The simple fact is that we can play games with numbers however we want to do it, but in this case the numbers bear no relation to reality. I very much hope that we can now get on to the substance of the Bill.
'(1) The Secretary of State may, by regulations, make provision for the making of a planning contribution in relation to the development or use of land in the area of a local planning authority.
(2) The contribution may be made
(a) by the prescribed means,
(b) by compliance with the relevant requirements, or
(c) by a combination of such means and compliance.
(3) The regulations may require the local planning authority to include in a development plan document (or in such other document as is prescribed)
(a) a statement of the developments or uses or descriptions of development or use in relation to which they will consider accepting a planning contribution;
(b) a statement of the matters relating to development or use in relation to which they will not consider accepting a contribution by the prescribed means;
(c) the purposes to which receipts from payments made in respect of contributions are (in whole or in part) to be put;
(d) the criteria by reference to which the value of a contribution made by the prescribed means is to be determined.
(4) The regulations may make provision as to circumstances in which
(a) except in the case of a contribution to which subsection (3) (b) applies, the person making the contribution (the contributor) must state the form in which he will make the contribution;
(b) the contribution may not be made by compliance with the relevant requirements if it is made by the prescribed means;
(c) the contribution may not be made by the prescribed means if it is made by compliance with the relevant requirements;
(d) a contribution must not be made.
(5) The prescribed means are
(a) the payment of a sum the amount and terms of payment of which are determined in accordance with criteria published by the local planning authority for the purposes of subsection (3) (d),
(b) the provision of a benefit in kind the value of which is so determined, or
(c) a combination of such payment and provision.

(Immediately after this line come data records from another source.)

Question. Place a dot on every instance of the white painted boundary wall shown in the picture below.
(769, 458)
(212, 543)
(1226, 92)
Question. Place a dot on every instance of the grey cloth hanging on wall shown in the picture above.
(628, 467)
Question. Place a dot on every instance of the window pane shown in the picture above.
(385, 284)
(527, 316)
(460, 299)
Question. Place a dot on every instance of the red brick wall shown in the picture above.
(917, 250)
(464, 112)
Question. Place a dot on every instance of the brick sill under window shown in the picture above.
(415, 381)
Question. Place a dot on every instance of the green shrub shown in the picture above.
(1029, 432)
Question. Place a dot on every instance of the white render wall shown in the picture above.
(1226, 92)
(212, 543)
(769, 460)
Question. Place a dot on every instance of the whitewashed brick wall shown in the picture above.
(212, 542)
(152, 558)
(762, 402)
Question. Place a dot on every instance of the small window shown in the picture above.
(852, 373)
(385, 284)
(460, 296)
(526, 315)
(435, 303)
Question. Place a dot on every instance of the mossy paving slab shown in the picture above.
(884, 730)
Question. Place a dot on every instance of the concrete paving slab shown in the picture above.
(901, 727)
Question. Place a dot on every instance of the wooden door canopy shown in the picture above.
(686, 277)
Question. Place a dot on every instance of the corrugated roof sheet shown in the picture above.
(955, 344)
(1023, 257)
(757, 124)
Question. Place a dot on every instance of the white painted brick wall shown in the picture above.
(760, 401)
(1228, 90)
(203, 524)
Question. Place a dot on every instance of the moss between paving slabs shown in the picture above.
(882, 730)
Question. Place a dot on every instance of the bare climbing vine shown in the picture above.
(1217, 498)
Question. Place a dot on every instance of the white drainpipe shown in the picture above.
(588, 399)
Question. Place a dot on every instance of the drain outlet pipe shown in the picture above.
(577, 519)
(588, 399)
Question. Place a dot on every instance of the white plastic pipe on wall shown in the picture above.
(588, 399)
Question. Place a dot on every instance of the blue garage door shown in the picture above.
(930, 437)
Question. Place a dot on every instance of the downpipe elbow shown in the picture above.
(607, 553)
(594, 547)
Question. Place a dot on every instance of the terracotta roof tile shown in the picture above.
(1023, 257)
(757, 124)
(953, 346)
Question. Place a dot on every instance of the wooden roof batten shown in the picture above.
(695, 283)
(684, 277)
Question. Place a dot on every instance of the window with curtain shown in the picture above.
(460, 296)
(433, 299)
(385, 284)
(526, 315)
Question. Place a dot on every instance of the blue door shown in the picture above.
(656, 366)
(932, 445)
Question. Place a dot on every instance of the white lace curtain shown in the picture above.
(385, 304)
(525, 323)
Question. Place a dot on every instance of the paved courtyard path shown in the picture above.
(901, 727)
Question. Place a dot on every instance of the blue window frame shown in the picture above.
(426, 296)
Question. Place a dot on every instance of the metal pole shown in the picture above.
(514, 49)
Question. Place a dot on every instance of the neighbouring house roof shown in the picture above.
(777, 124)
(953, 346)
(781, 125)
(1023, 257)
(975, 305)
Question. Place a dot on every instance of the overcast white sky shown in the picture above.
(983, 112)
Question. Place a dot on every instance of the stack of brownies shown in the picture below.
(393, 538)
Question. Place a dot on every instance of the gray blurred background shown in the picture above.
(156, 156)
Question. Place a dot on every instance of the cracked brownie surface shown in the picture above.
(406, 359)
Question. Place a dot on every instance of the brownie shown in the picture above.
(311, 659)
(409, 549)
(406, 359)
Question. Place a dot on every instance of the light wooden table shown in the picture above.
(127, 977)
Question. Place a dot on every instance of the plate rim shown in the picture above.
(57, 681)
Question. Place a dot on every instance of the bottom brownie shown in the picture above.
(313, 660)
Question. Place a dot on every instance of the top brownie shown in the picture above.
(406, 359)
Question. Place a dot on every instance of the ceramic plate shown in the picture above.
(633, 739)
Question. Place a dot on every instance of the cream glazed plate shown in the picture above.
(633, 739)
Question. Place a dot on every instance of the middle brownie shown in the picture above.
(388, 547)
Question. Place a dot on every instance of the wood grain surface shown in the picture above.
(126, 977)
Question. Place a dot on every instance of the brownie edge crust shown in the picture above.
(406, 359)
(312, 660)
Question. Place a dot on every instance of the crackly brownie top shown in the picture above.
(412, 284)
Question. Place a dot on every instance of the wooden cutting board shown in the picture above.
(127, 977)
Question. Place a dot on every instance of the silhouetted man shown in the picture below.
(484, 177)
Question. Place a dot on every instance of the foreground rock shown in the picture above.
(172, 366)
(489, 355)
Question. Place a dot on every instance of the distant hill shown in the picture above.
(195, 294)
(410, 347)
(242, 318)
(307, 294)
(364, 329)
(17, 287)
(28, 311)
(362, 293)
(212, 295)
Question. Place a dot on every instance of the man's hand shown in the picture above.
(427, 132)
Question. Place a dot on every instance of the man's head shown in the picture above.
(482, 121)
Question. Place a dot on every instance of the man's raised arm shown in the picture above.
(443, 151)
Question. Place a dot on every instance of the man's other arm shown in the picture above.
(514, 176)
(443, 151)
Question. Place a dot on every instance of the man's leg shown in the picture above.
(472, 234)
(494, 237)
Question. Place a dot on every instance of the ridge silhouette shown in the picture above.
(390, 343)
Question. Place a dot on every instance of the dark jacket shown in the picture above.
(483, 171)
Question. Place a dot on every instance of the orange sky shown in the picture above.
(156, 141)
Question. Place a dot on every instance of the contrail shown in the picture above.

(6) The relevant requirements are such requirements relating to the development or use as are
(a) prescribed for the purposes of this section, and
(b) included as part of the terms of the contribution,
and may include a requirement to make a payment of a sum.
(7) Development plan document must be construed in accordance with section 36(3).'.[Keith Hill.]
Brought up, and read the First time.
'(1A) Both the payments under section 106 (planning obligations) and the planning contributions will be in the form of the planning condition and therefore both procedures will have the same provisions providing for an appeal to the Secretary of State.'.
'but this cannot be wider in scope than the current "necessity test" as currently applied in the section 106 procedure.'.
'(which where this includes the provisions of a benefit in kind this may not be a higher value than the alternative monetary payment).'.
'(3A) The criteria referred to in subsection (3) (d) may amongst other matters set out
(a) the charge per dwelling;
(b) the charge per square metre of all other developments;
(c) the minimum size of development to which the charge will apply;
(d) whether different charges will apply to "greenfield" and "brownfield" land;
(e) the percentage of affordable housing that must be applied to each development;
(f) that there will not be any R.P.I. escalator attached to these charges.'.
'(8) Provided the planning authority have complied with all the regulations relating to planning contributions the Secretary of State may not cause a plan to be rejected or revised on the grounds that the authority have set the charge at too low a level.'.
'(8) Provision may be made to enable periodic adjustment of the criteria mentioned in section (Planning contribution) (3) (d).But nothing in these regulations will permit any change in the quantum of the planning contribution unless there is a revision of the development plan document in subsection (7) above and any such change will be the subject to full community involvement.'.
'(8) The Secretary of State will fully reimburse any local planning authority where it can demonstrate that there is a net cost to them in preparing these regulations.'.